The most obvious example other than evolution is man-made climate change. As the evidence for a warming planet becomes ever stronger — and ever scarier — the G.O.P. has buried deeper into denial, into assertions that the whole thing is a hoax concocted by a vast conspiracy of scientists. And this denial has been accompanied by frantic efforts to silence and punish anyone reporting the inconvenient facts.
Still, as I noted above, we don’t yet have any good study that quantifies the overlap of creationism and global-warming denialism among American right-wingers.
Last year, a poll co-sponsored by the Public Religion Research Institute and the Religion News Service came close, but ultimately fell short.
It did, however, give us this pertinent data:
More than 6-in-10 political independents (61%) and Democrats (64%) affirm a belief in evolution, compared to 45% of Republicans and 43% of Americans who identify with the Tea Party.
Nearly two-thirds (66%) of white mainline Protestants, 61% of Catholics, and 77% of the unaffiliated believe humans and other living things evolved over time, compared to only about one-third (32%) of white evangelicals. African American Protestants are evenly divided on the question, with 47% affirming a belief in evolution and 46% affirming a belief in creationism.
Eighty-one percent of Democrats and 7-in-10 independents believe the earth is getting warmer, compared to less than half (49%) of Republicans and only about 4-in-10 (41%) Americans who identify as members of the Tea Party.
Among those who believe the earth is getting warmer, nearly two-thirds (64%) believe that climate change is caused by human activity, compared to 32% who say it is caused by natural environmental patterns.
Less than 1-in-5 Republicans (18%) and Tea Party members (18%) believe that climate change is caused by human activity, compared to 60% of Democrats.
White evangelicals are significantly less likely to believe that the earth is getting warmer and that changes are caused by human activity (31%) than white mainline Protestants (43%), Catholics (50%), or the unaffiliated (52%).

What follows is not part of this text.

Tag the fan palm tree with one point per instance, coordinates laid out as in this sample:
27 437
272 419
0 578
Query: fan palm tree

FOOTNOTE: Regarding the excerpt above from Lori Lebo’s essay, she may be right that “South Dakota Rep. Don Kopp doesn’t believe we descended from apes,” but neither do evolutionists believe that.
Evolutionists believe that humans and apes have a common ancestor, not that the former descended from the latter. A misunderstanding of that disinction often gives rise to this stupid question: If humans descended from apes, why are there still apes?